Department of Medical Physics in Radiation Oncology, German Cancer Research Center (DKFZ), Heidelberg, Germany; National Center for Radiation Research in Oncology (NCRO), Heidelberg Institute for Radiation Oncology (HIRO), Germany; Department of Radiation Oncology and Radiotherapy, University Hospital Heidelberg, Germany.
Radiother Oncol. 2022 May;170:224-230. doi: 10.1016/j.radonc.2022.03.017. Epub 2022 Mar 31.
Determination of the relative biological effectiveness (RBE) of helium ions as a function of linear energy transfer (LET) for single and split doses using the rat cervical spinal cord as model system for late-responding normal tissue.

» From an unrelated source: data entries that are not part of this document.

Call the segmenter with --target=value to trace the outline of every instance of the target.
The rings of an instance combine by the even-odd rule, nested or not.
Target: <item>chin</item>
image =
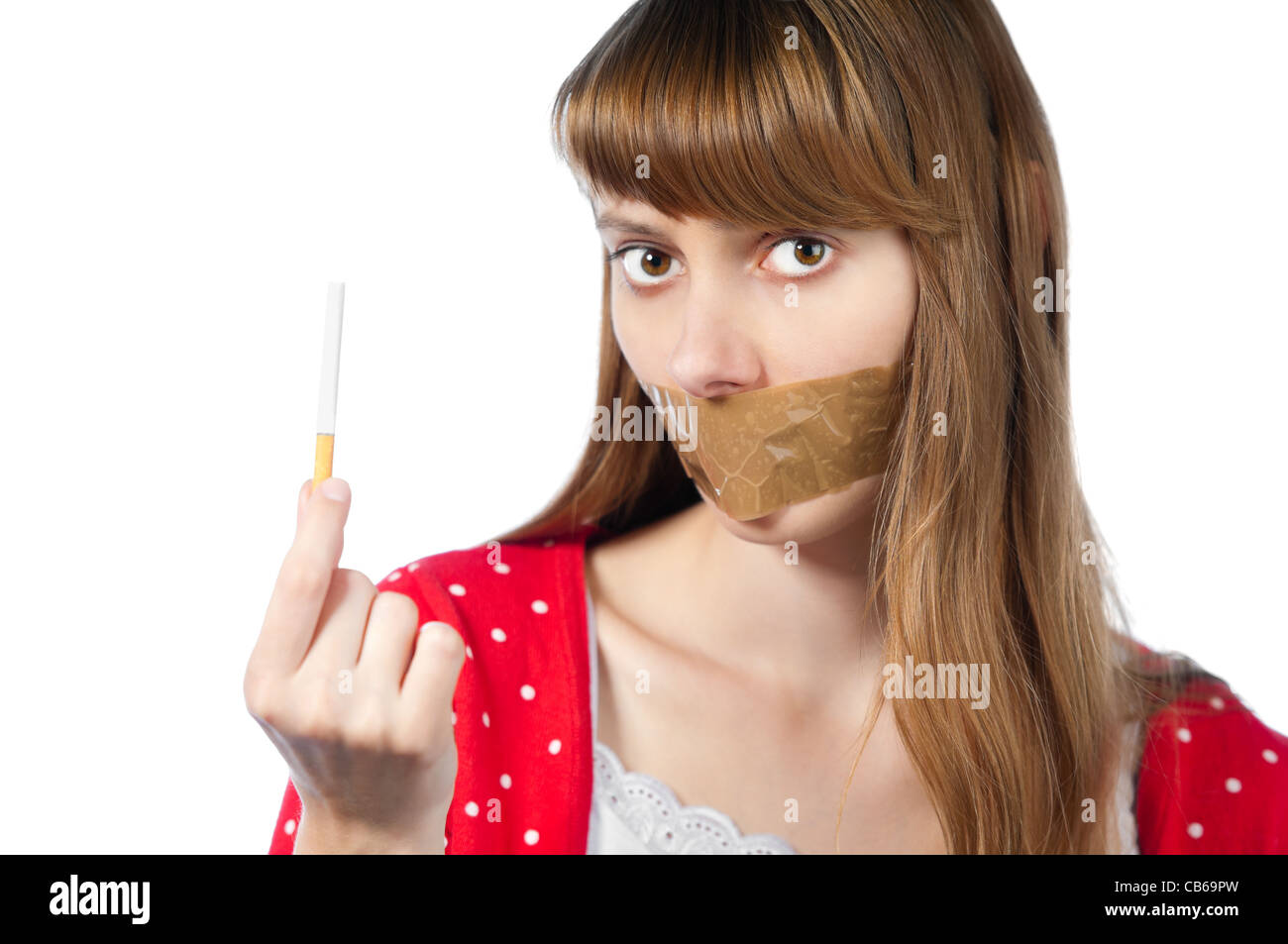
[[[881,475],[859,479],[838,492],[820,495],[808,501],[793,502],[761,518],[739,522],[702,496],[725,531],[752,543],[782,546],[787,541],[808,545],[833,537],[845,531],[867,541],[872,532],[872,515],[881,489]]]

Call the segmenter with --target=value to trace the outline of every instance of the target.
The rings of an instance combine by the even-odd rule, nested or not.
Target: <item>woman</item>
[[[641,0],[554,131],[625,422],[379,586],[335,569],[346,486],[301,491],[246,674],[272,851],[1288,849],[1288,741],[1115,605],[988,3]]]

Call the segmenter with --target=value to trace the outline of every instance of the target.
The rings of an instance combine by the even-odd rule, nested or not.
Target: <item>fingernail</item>
[[[331,501],[349,501],[349,483],[344,479],[327,479],[319,489]]]

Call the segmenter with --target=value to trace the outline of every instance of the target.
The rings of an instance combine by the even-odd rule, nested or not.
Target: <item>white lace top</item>
[[[772,833],[743,836],[737,824],[710,806],[685,806],[665,783],[645,773],[626,770],[613,750],[600,743],[599,652],[595,640],[595,609],[586,592],[586,626],[590,645],[590,717],[595,743],[594,795],[590,805],[587,855],[793,855],[792,845]],[[1127,739],[1136,743],[1135,738]],[[1136,854],[1135,755],[1128,751],[1114,797],[1121,849]]]

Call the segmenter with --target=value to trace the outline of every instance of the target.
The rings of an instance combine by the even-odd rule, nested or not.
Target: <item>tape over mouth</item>
[[[903,362],[725,397],[640,381],[685,474],[734,520],[884,473]]]

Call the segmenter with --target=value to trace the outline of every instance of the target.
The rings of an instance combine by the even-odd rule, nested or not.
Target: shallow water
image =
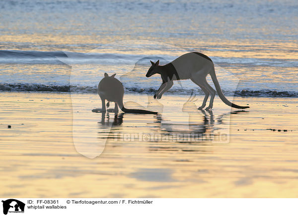
[[[146,107],[143,96],[139,100]],[[163,96],[159,102],[165,111],[159,119],[125,114],[113,124],[113,113],[103,123],[101,114],[90,111],[100,107],[98,96],[75,97],[80,107],[72,108],[69,94],[0,93],[1,196],[297,197],[297,99],[236,97],[234,103],[251,108],[231,112],[217,97],[212,123],[210,113],[192,112],[188,119],[189,112],[175,108],[173,103],[183,105],[188,97]],[[125,101],[135,97],[126,95]],[[203,98],[196,97],[199,106]],[[191,105],[185,110],[193,110]],[[74,145],[76,109],[84,116],[74,122],[82,128],[84,143],[94,136],[108,138],[102,154],[93,159]],[[111,130],[103,133],[103,127],[111,124]],[[93,130],[85,130],[90,125]],[[191,142],[132,141],[127,136],[124,141],[114,136],[191,130],[210,135],[226,127],[227,143],[215,142],[212,136]]]

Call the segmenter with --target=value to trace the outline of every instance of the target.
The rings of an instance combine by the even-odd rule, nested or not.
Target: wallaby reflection
[[[104,127],[112,128],[115,126],[120,126],[123,123],[123,116],[124,112],[122,112],[119,114],[116,114],[114,116],[114,119],[112,122],[110,121],[110,114],[109,112],[106,113],[106,118],[107,121],[106,121],[106,113],[105,112],[101,113],[101,121],[98,123],[101,124]]]
[[[189,115],[188,127],[190,132],[206,133],[207,130],[211,130],[214,126],[214,115],[211,110],[207,110],[210,115],[208,116],[205,110],[198,109],[195,104],[198,99],[195,98],[195,95],[192,92],[187,101],[183,104],[182,112],[186,112]],[[201,113],[204,115],[203,121]]]

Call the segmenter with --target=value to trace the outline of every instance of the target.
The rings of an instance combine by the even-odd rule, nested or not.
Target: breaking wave
[[[152,94],[157,91],[153,88],[125,87],[125,92],[129,93]],[[1,92],[76,92],[82,93],[96,93],[97,86],[84,86],[79,85],[45,85],[40,84],[0,84]],[[204,93],[196,89],[182,89],[180,88],[172,88],[165,94],[176,95],[188,95],[193,92],[203,95]],[[269,97],[298,98],[298,92],[295,91],[278,91],[271,90],[237,90],[234,92],[223,90],[226,96],[235,95],[242,97]]]

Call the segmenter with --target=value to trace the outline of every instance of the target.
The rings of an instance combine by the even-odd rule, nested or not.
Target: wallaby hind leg
[[[199,82],[195,80],[194,79],[191,78],[190,79],[192,81],[195,83],[196,84],[198,85],[201,89],[204,92],[205,94],[205,97],[204,98],[204,100],[203,101],[203,103],[202,104],[202,106],[198,108],[198,109],[203,109],[205,106],[206,106],[206,102],[207,102],[207,100],[208,100],[208,97],[209,97],[209,92],[208,90],[204,87]]]
[[[207,82],[206,78],[204,79],[204,82],[202,82],[202,85],[203,87],[207,89],[209,93],[211,95],[211,97],[210,97],[210,102],[209,103],[209,106],[206,108],[205,109],[210,109],[212,108],[213,107],[213,101],[214,100],[214,97],[215,97],[215,93],[216,91],[215,91],[213,88],[212,88]]]
[[[106,111],[105,108],[105,99],[101,97],[100,99],[101,99],[101,112],[105,112]]]

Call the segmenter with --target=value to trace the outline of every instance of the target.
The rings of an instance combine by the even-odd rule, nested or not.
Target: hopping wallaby
[[[131,112],[141,114],[157,114],[156,112],[145,110],[144,109],[128,109],[123,105],[123,96],[124,95],[124,88],[122,83],[115,78],[116,73],[109,76],[107,73],[104,73],[104,77],[99,82],[98,92],[101,99],[101,112],[106,111],[105,100],[108,101],[107,107],[109,106],[109,102],[115,103],[114,111],[118,112],[118,106],[124,112]],[[96,110],[95,110],[96,109]],[[97,111],[98,109],[92,111]]]
[[[190,79],[200,86],[205,94],[203,104],[198,108],[199,109],[205,107],[209,94],[211,95],[210,102],[206,109],[212,108],[216,91],[222,101],[227,105],[241,109],[249,108],[249,107],[236,105],[225,98],[215,74],[214,64],[210,58],[204,54],[197,52],[188,53],[164,65],[159,65],[159,60],[155,63],[150,61],[152,65],[148,70],[146,77],[150,77],[157,73],[160,74],[162,80],[162,84],[154,95],[154,99],[161,98],[162,94],[172,87],[173,80]],[[211,76],[216,91],[207,83],[206,77],[209,74]]]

The rat cervical spinal cord was irradiated at four different positions within a 6 cm spread-out Bragg-peak (SOBP) (LET 2.9, 9.4, 14.4 and 20.7 keV/µm) using increasing levels of single or split doses of helium ions. Dose-response curves were determined and based on TD-values (dose at 50% effect probability using paresis II as endpoint), RBE-values were derived for the endpoint of radiation-induced myelopathy.
With increasing LET, RBE-values increased from 1.13 ± 0.04 to 1.42 ± 0.05 (single dose) and 1.12 ± 0.03 to 1.50 ± 0.04 (split doses) as TD-values decreased from 21.7 ± 0.3 Gy to 17.3 ± 0.3 Gy (single dose) and 30.6 ± 0.3 Gy to 22.9 ± 0.3 Gy (split doses), respectively. RBE-models (LEM I and IV, mMKM) deviated differently for single and split doses but described the RBE variation in the high-LET region sufficiently accurate.

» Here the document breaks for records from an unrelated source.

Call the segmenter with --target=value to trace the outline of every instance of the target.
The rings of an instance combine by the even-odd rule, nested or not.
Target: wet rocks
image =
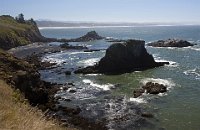
[[[142,88],[133,91],[134,98],[141,96],[143,93],[159,94],[167,92],[167,86],[159,83],[148,82]]]
[[[76,49],[76,50],[88,49],[85,46],[78,46],[78,45],[77,46],[72,46],[72,45],[69,45],[68,43],[61,44],[60,47],[64,48],[64,49]]]
[[[141,96],[144,92],[145,92],[145,90],[142,88],[136,89],[133,91],[133,96],[134,96],[134,98],[137,98],[137,97]]]
[[[75,73],[119,74],[150,69],[164,64],[169,63],[155,62],[153,56],[145,49],[145,41],[128,40],[124,43],[112,44],[98,64],[79,69]]]
[[[71,71],[65,71],[65,75],[71,75]]]
[[[156,42],[151,42],[147,45],[153,46],[153,47],[188,47],[188,46],[194,46],[194,44],[191,44],[188,41],[180,40],[180,39],[158,40]]]
[[[95,31],[88,32],[86,35],[74,39],[75,42],[88,42],[88,41],[94,41],[94,40],[101,40],[103,37],[99,36],[98,33]]]
[[[153,114],[147,112],[141,113],[141,116],[146,118],[153,118]]]

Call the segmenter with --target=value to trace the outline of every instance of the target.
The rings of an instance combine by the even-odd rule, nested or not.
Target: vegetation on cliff
[[[32,42],[48,41],[43,37],[33,19],[24,20],[23,15],[13,18],[9,15],[0,16],[0,48],[30,44]]]
[[[64,130],[55,121],[47,120],[37,108],[23,102],[23,97],[0,80],[0,129]]]

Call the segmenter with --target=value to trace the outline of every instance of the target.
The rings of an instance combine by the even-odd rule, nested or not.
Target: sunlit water
[[[138,108],[151,112],[154,119],[148,119],[155,126],[145,125],[141,129],[198,130],[200,128],[200,26],[155,26],[124,28],[69,28],[42,29],[44,36],[57,38],[76,38],[95,30],[101,36],[119,39],[143,39],[146,42],[180,38],[197,44],[186,48],[146,47],[156,61],[169,61],[170,65],[142,72],[122,75],[75,75],[66,76],[66,70],[94,65],[105,55],[105,51],[83,52],[68,50],[47,54],[43,60],[56,62],[58,68],[41,71],[43,79],[65,84],[73,82],[76,93],[59,92],[71,102],[61,101],[63,105],[78,105],[84,109],[83,116],[92,120],[109,120],[107,126],[113,129],[133,129],[131,122]],[[58,43],[51,43],[57,45]],[[111,43],[104,40],[82,44],[91,49],[106,49]],[[160,95],[142,95],[133,98],[133,90],[152,81],[168,86],[168,92]],[[123,115],[127,120],[116,122]]]

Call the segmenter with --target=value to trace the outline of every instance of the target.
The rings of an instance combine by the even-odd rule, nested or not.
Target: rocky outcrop
[[[45,104],[49,101],[51,85],[40,80],[37,68],[1,50],[0,79],[19,89],[32,105]]]
[[[64,49],[76,49],[76,50],[88,49],[86,46],[79,46],[79,45],[72,46],[69,45],[68,43],[61,44],[60,47]]]
[[[150,69],[164,64],[169,63],[155,62],[153,56],[145,49],[145,41],[128,40],[124,43],[112,44],[98,64],[79,69],[75,73],[118,74]]]
[[[194,46],[194,44],[191,44],[188,41],[179,40],[179,39],[159,40],[159,41],[156,41],[156,42],[151,42],[147,45],[153,46],[153,47],[188,47],[188,46]]]
[[[167,86],[163,84],[148,82],[142,88],[133,91],[134,98],[141,96],[143,93],[147,94],[159,94],[167,92]]]
[[[103,37],[99,36],[99,34],[96,33],[95,31],[91,31],[91,32],[88,32],[86,35],[84,35],[80,38],[72,39],[72,41],[88,42],[88,41],[101,40],[101,39],[103,39]]]

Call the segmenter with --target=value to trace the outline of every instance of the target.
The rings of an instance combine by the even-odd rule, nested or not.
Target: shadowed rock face
[[[156,42],[149,43],[147,45],[153,46],[153,47],[188,47],[188,46],[194,46],[194,44],[191,44],[188,41],[179,40],[179,39],[159,40],[159,41],[156,41]]]
[[[164,64],[169,63],[154,61],[153,56],[145,49],[145,41],[128,40],[112,44],[97,65],[77,70],[75,73],[117,74],[150,69]]]
[[[76,41],[76,42],[87,42],[87,41],[94,41],[94,40],[101,40],[101,39],[103,39],[103,37],[99,36],[99,34],[96,33],[95,31],[91,31],[91,32],[88,32],[86,35],[84,35],[80,38],[74,39],[74,41]]]

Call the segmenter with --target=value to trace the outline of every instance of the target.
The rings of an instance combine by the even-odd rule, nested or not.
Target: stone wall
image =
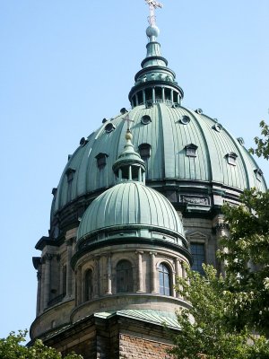
[[[172,346],[154,340],[132,337],[126,334],[119,336],[119,359],[171,359],[168,350]]]

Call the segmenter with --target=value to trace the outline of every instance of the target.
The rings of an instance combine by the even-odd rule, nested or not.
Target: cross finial
[[[147,4],[150,6],[150,16],[148,17],[149,23],[151,26],[154,26],[156,24],[156,16],[154,14],[154,9],[160,7],[161,9],[163,7],[162,4],[159,3],[156,0],[145,0]]]
[[[125,118],[122,118],[124,121],[127,122],[127,132],[130,132],[130,122],[134,122],[134,119],[130,118],[129,114],[127,113]]]

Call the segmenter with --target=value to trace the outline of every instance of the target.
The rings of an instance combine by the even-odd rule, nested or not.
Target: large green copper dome
[[[77,221],[97,196],[116,183],[111,169],[124,148],[126,116],[132,120],[134,150],[146,165],[146,184],[163,193],[177,209],[214,211],[225,200],[238,202],[245,188],[266,188],[241,138],[234,138],[200,109],[182,106],[183,91],[161,55],[153,30],[147,31],[146,57],[129,92],[132,109],[104,119],[81,140],[54,190],[52,227],[70,221],[71,204]]]
[[[182,223],[171,203],[161,193],[137,181],[119,183],[94,199],[79,225],[80,239],[100,230],[166,229],[183,236]]]

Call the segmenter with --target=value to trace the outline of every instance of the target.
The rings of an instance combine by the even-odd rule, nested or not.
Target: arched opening
[[[84,278],[84,299],[85,302],[92,298],[92,270],[88,269]]]
[[[159,266],[160,294],[171,295],[171,274],[169,267],[161,263]]]
[[[116,267],[117,293],[134,292],[133,268],[128,260],[120,260]]]

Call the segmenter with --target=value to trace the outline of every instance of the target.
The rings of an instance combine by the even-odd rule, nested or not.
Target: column
[[[143,103],[145,105],[145,91],[143,90]]]
[[[135,93],[135,101],[136,101],[136,106],[140,105],[140,103],[138,103],[138,96],[137,96],[137,93]]]
[[[179,92],[178,92],[178,102],[179,105],[180,105],[180,96],[179,96]]]
[[[111,254],[107,255],[107,291],[106,294],[112,294],[111,282]]]
[[[48,308],[49,302],[49,292],[50,292],[50,268],[52,254],[47,253],[45,255],[45,279],[44,279],[44,309]]]
[[[142,171],[141,171],[141,167],[139,167],[138,169],[138,181],[142,182]]]
[[[152,102],[155,103],[155,87],[152,88]]]
[[[42,267],[39,266],[37,278],[38,278],[38,297],[37,297],[37,316],[39,314],[41,310],[41,278],[42,278]]]
[[[176,276],[182,278],[182,266],[179,258],[176,258]],[[179,293],[177,292],[177,298],[180,298]]]
[[[82,302],[82,266],[78,266],[76,269],[76,304],[80,305]]]
[[[187,273],[184,266],[184,262],[181,262],[181,268],[182,268],[182,278],[187,278]]]
[[[156,252],[150,252],[151,255],[151,282],[152,282],[152,293],[157,293],[157,271],[155,265]]]
[[[45,309],[45,257],[41,258],[41,301],[40,301],[40,312]]]
[[[132,179],[132,166],[129,166],[129,178],[128,178],[128,180],[132,180],[133,179]]]
[[[66,250],[67,250],[67,263],[66,263],[66,295],[72,295],[72,267],[71,267],[71,258],[72,258],[72,244],[73,239],[65,241]]]
[[[93,287],[94,298],[98,298],[100,296],[100,256],[96,256],[95,258],[94,258],[93,278],[94,278],[94,287]]]
[[[143,292],[143,267],[142,267],[142,256],[143,251],[137,250],[137,292]]]
[[[161,99],[162,102],[164,102],[165,101],[164,87],[161,87]]]

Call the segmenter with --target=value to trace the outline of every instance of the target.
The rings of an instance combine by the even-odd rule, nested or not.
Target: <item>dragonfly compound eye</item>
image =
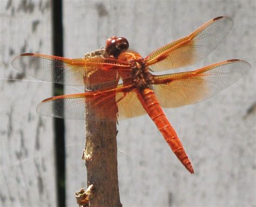
[[[126,38],[113,36],[107,40],[105,50],[109,56],[117,59],[120,53],[127,51],[129,47],[129,44]]]

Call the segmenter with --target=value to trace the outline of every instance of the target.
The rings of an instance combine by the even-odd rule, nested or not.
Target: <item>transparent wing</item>
[[[68,59],[37,53],[24,53],[16,57],[12,66],[39,80],[77,86],[84,86],[84,77],[89,77],[96,72],[98,72],[91,85],[116,81],[119,79],[117,71],[130,70],[127,63],[112,59]]]
[[[96,119],[116,121],[141,116],[146,112],[138,98],[134,85],[119,85],[117,88],[52,97],[43,101],[37,108],[43,115],[65,119],[84,119],[89,106]]]
[[[251,65],[230,60],[194,71],[155,76],[153,90],[163,107],[179,107],[216,94],[247,73]]]
[[[219,17],[205,23],[190,35],[169,43],[150,54],[146,63],[159,72],[192,65],[216,48],[233,26],[232,20]]]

This study established the LET-dependence of the RBE for late effects in the central nervous system after single and split doses of helium ions. The results extend the existing database for protons and carbon ions and allow systematic testing of RBE-models. While the RBE-values of helium were generally lower than for carbon ions, the increase at the distal edge of the Bragg-peak was larger than for protons, making detailed RBE-modeling necessary.
使用大鼠颈椎脊髓作为迟发性正常组织模型系统,确定氦离子作为单次和分割剂量的相对生物效应(RBE)与线性能量传递(LET)的关系。
在 6cm 扩展布拉格峰(SOBP)内的四个不同位置用氦离子照射大鼠颈椎脊髓,LET 分别为 2.9、9.4、14.4 和 20.7keV/μm。用增加的单次或分割剂量的氦离子确定剂量反应曲线,并基于 TD 值(以 II 级瘫痪为终点的 50%效应概率的剂量),推导出用于放射性脊髓病终点的 RBE 值。
随着 LET 的增加,RBE 值从 1.13±0.04 增加到 1.42±0.05(单次剂量)和 1.12±0.03 增加到 1.50±0.04(分割剂量),而 TD 值从 21.7±0.3Gy 降低到 17.3±0.3Gy(单次剂量)和 30.6±0.3Gy 降低到 22.9±0.3Gy(分割剂量)。RBE 模型(LEM I 和 IV、mMKM)对单次和分割剂量的偏差不同,但足以准确描述高 LET 区域的 RBE 变化。
本研究建立了氦离子单次和分割剂量后中枢神经系统迟发效应的 LET 依赖性 RBE。研究结果扩展了质子和碳离子的现有数据库,并允许对 RBE 模型进行系统测试。虽然氦离子的 RBE 值通常低于碳离子,但在布拉格峰的远端边缘的增加大于质子,因此需要详细的 RBE 建模。